Bu anlamda HP’nin ikiye bölünmesi ve donanım üreten kısmını, kurumsal yazılım ve çözümler geliştiren bölümünden uzak tutmaya çalışmasını anlamak lazım. Diğerleri de aynısını yapmadı mı? İlk önce IBM, yani kişisel bilgisayarların mucidi, tüm PC bölümünü Lenovo’ya sattı. Dell kurucusu Michael Dell tarafından geri satın alınıp köklerine dönmeye hazırlandı. Samsung ise Avrupa PC pazarından çıktığını açıkladı. Sony daha radikal bir karar alarak tüm PC işini devretme kararı aldı. Şimdi benzer bir hamleyi HP yapıyor.
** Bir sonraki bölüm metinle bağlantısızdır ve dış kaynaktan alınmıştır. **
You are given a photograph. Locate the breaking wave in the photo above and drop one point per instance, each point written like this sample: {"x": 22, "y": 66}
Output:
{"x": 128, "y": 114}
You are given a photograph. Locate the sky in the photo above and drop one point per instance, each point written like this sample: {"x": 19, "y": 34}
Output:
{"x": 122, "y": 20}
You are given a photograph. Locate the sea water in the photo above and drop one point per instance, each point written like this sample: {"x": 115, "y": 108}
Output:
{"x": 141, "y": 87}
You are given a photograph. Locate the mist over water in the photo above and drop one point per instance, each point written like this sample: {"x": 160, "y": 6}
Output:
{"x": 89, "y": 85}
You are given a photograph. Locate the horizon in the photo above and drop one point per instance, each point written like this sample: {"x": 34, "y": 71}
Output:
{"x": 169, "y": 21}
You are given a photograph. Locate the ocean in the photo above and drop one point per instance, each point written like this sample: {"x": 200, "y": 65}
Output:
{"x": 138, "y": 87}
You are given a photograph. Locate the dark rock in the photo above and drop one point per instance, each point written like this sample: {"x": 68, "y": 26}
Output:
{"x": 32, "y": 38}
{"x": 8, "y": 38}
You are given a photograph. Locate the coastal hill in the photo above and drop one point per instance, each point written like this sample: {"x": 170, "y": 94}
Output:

Ucuz donanım, bu işten yıllarca iyi para kazanmış sektör liderlerinin canını sıkıyor, artık bu alanda var olma sebeplerini yok ediyor. Şimdi bu alanda mücadele etmeye devam eden Toshiba, Acer, Asus, Lenovo gibi markaların müşteri ilgisini çekmek için çok daha fazla çaba sarf etmeleri lazım. Ancak tüm bunlardan istisna olarak kendine özel bir pazar oluşturmuş Apple, 1000 USD altına inmeyen fiyatlar ile müşterilerin ilgisini çekmeye devam ediyor. Belki de halen kaliteli donanımda hayat vardır, kimbilir?